Recipe courtesy of Braden Perkins
Sea Bream Ceviche
- Level: Intermediate
- Yield: 4 servings
-
- Nutritional Analysis
- Per Serving
- Serving Size
- 1 of 4 servings
- Calories
- 263
- Total Fat
- 8
- Saturated Fat
- 1
- Carbohydrates
- 23
- Dietary Fiber
- 5
- Sugar
- 8
- Protein
- 29
- Cholesterol
- 62
- Sodium
- 741
- Total: 55 min (includes marinating time)
- Active: 35 min
Ingredients
17.5 ounces sea bream or sea bass, cut into small cubes
Flaked sea salt or Fleur de Sel
Piment d'espelette (powdered) or hot paprika
Freshly ground black pepper
1 green chile, finely diced
4 radishes, 2 finely diced and 2 thinly sliced
Juice of 1 lemon
Juice of 1 lime
Kosher salt
Chili Puree, recipe follows
1/4 cup corn nuts, crushed
1 cup fresh cilantro leaves
Chili Puree:
1 orange carrot, peeled and diced
1 stalk celery, diced
1 yellow onion, peeled and diced
1 tablespoon olive oil
1 clove garlic, minced
3 fresh red chiles, seeds removed, diced
Juice of 1 lime
4 1/2 tablespoons tomato paste
1/2 teaspoon ground cumin seeds
1/2 teaspoon ground coriander seeds
1/4 teaspoon ground cayenne
Directions
- Season the sea bream with flaked sea salt, piment d'espelette and black pepper in a bowl. Add the chile, diced radishes, lemon juice and lime juice. Let this marinate for 5 minutes at room temperature. Check the seasoning and adjust the salt to your taste.

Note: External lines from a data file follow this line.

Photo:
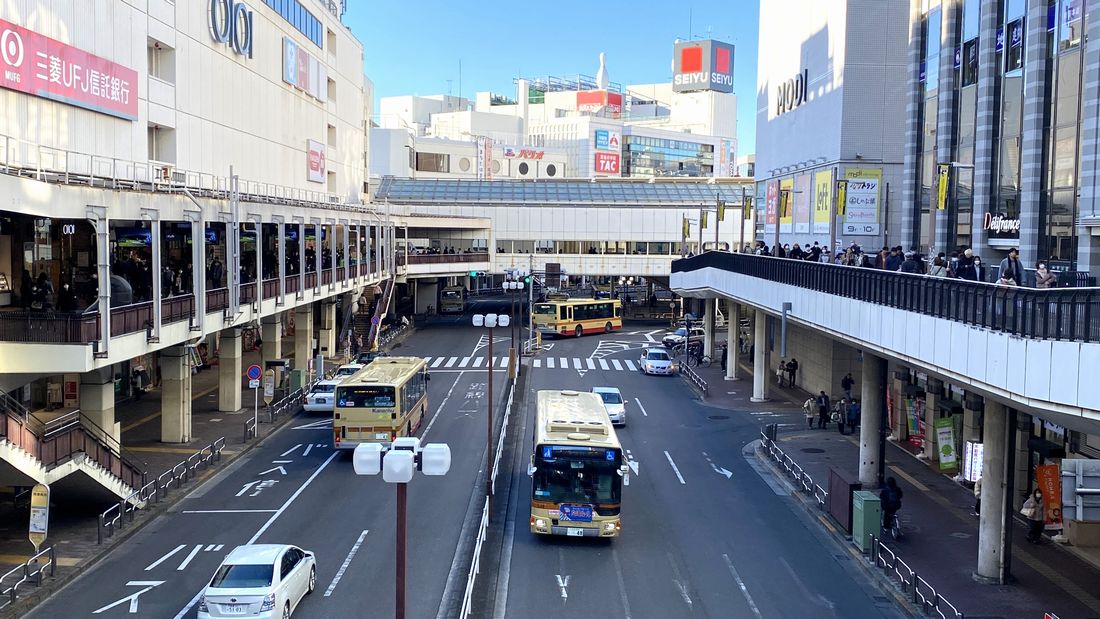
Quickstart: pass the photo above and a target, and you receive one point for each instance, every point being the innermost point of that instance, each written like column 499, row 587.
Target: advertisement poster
column 861, row 206
column 771, row 214
column 945, row 442
column 785, row 205
column 1048, row 479
column 803, row 198
column 823, row 201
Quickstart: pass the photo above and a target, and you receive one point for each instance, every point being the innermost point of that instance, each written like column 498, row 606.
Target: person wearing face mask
column 1035, row 512
column 1043, row 276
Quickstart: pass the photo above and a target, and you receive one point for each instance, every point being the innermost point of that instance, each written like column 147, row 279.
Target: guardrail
column 117, row 516
column 915, row 588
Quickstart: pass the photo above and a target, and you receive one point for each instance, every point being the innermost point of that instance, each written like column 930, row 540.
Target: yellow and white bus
column 576, row 467
column 578, row 317
column 380, row 402
column 452, row 299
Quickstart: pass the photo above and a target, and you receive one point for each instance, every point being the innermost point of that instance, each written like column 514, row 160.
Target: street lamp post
column 490, row 321
column 397, row 465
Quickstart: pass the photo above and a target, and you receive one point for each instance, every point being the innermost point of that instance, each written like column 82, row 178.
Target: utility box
column 298, row 378
column 866, row 518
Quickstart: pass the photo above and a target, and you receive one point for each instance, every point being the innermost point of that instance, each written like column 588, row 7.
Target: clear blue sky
column 414, row 47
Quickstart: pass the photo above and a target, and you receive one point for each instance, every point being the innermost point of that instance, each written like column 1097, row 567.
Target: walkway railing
column 1053, row 313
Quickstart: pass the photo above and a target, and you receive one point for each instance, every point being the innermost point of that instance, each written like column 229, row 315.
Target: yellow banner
column 945, row 173
column 823, row 201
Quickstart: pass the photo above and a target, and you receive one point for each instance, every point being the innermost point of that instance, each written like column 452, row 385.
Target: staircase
column 69, row 453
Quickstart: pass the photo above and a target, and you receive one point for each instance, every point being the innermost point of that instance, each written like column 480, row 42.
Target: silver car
column 264, row 581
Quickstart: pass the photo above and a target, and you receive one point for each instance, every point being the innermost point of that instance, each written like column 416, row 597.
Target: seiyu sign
column 703, row 65
column 231, row 24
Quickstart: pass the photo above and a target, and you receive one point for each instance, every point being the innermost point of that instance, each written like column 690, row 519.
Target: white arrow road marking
column 133, row 597
column 343, row 567
column 166, row 556
column 562, row 583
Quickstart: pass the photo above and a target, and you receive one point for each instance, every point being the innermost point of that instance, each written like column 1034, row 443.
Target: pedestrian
column 792, row 369
column 807, row 408
column 1035, row 512
column 823, row 406
column 977, row 497
column 1010, row 272
column 1043, row 276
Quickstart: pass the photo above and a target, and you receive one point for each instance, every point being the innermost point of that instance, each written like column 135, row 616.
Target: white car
column 679, row 335
column 657, row 361
column 262, row 581
column 321, row 398
column 613, row 402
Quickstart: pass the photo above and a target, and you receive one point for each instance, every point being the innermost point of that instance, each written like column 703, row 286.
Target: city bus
column 576, row 467
column 452, row 299
column 380, row 402
column 578, row 317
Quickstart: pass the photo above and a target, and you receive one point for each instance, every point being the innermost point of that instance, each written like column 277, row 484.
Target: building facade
column 831, row 108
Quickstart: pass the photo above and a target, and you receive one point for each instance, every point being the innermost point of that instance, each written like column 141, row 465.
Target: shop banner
column 1048, row 479
column 37, row 65
column 785, row 205
column 945, row 442
column 861, row 203
column 771, row 214
column 823, row 201
column 803, row 197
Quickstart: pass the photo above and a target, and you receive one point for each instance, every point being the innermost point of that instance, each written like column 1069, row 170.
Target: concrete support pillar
column 327, row 334
column 992, row 522
column 230, row 372
column 732, row 311
column 872, row 394
column 303, row 336
column 759, row 365
column 176, row 395
column 97, row 400
column 708, row 328
column 271, row 333
column 932, row 396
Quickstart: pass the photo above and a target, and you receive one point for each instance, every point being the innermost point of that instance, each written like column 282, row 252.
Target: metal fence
column 1053, row 313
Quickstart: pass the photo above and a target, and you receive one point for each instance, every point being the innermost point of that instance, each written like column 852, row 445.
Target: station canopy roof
column 679, row 192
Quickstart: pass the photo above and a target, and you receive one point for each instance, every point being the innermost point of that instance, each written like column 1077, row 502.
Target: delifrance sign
column 703, row 65
column 37, row 65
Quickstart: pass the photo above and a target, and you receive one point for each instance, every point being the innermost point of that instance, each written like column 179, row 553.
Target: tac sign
column 40, row 515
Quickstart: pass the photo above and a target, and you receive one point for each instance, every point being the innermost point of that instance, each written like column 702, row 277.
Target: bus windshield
column 365, row 397
column 580, row 475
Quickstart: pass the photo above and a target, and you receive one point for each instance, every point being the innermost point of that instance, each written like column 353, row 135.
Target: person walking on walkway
column 846, row 384
column 823, row 406
column 1035, row 512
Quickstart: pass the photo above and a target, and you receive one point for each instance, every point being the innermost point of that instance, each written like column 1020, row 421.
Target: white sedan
column 263, row 581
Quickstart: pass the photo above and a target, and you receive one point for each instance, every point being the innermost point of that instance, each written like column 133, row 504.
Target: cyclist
column 891, row 503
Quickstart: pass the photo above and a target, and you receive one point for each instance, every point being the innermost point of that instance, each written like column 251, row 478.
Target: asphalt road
column 296, row 489
column 703, row 533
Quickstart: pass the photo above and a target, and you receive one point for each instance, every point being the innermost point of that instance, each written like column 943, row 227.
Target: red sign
column 44, row 67
column 607, row 163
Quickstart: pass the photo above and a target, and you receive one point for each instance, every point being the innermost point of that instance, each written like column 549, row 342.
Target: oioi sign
column 231, row 24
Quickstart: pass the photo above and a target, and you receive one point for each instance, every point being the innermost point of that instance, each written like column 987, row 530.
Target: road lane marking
column 187, row 561
column 435, row 417
column 745, row 590
column 267, row 524
column 674, row 470
column 165, row 557
column 343, row 566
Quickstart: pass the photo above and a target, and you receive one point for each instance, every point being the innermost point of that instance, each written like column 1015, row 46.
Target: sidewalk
column 941, row 532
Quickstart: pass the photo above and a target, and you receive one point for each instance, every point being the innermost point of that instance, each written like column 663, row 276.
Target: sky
column 416, row 47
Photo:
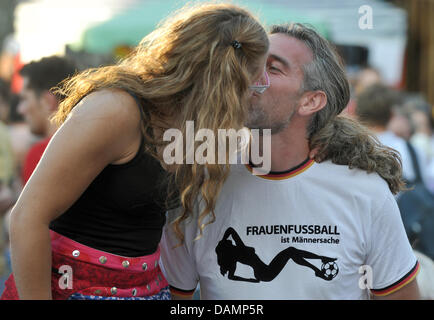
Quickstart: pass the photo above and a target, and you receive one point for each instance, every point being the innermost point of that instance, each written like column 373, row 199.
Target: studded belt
column 100, row 273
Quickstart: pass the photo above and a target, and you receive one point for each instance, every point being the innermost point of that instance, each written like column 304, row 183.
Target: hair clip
column 236, row 44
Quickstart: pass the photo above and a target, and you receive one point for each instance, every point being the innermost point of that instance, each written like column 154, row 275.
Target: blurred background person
column 375, row 108
column 383, row 110
column 38, row 103
column 7, row 173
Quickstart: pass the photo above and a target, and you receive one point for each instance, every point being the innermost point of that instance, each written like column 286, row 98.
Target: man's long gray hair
column 338, row 138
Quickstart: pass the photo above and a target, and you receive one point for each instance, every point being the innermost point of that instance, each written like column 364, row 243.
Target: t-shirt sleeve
column 178, row 264
column 390, row 255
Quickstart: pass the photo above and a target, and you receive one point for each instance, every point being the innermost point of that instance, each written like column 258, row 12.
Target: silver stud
column 125, row 264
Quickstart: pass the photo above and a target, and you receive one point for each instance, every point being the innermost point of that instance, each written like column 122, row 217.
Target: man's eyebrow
column 280, row 59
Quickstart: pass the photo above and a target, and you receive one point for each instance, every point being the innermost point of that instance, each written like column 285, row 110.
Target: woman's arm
column 104, row 128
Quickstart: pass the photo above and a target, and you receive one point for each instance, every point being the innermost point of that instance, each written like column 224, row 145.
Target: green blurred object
column 130, row 26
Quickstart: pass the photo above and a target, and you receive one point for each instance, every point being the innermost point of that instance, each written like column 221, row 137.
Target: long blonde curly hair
column 186, row 70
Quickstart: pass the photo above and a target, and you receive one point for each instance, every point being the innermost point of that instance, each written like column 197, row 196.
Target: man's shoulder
column 351, row 178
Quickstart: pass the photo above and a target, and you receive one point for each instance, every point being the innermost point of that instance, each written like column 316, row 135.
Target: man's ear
column 49, row 101
column 312, row 102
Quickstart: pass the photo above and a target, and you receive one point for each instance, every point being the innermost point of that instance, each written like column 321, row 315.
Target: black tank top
column 122, row 211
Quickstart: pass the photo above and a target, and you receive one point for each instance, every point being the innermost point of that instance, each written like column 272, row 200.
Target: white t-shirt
column 309, row 233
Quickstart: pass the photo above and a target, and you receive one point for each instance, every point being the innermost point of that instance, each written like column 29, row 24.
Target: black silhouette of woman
column 229, row 254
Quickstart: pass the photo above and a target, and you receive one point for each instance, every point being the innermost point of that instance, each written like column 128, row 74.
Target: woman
column 89, row 221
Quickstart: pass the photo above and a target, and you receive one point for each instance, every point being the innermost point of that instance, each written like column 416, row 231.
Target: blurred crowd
column 402, row 121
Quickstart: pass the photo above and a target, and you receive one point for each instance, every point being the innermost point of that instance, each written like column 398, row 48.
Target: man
column 306, row 230
column 38, row 103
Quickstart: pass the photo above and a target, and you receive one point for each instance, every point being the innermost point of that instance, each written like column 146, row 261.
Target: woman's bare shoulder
column 114, row 105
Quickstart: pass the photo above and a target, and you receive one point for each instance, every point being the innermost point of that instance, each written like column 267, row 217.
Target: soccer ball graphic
column 330, row 270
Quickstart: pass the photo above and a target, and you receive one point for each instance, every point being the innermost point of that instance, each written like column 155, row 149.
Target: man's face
column 275, row 107
column 33, row 108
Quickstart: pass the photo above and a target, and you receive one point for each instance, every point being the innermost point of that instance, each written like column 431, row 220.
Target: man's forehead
column 290, row 49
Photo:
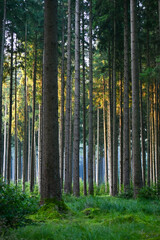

- Scoop the ceviche into bowls and garnish with the sliced radishes, little spoonfuls of Chili Puree, corn nuts and cilantro and serve.
Chili Puree:
- Saute the carrot, celery and onion in the olive oil over low heat until the onions are translucent. Add the garlic and red chiles and saute for 1 minute. Deglaze the pan with the lime juice and add the tomato paste, cumin, coriander and cayenne; stir. Add enough water to just cover the ingredients. Bring to a simmer and cook until the carrots are soft.
- Puree everything in a blender and pass through a strainer to remove larger pieces.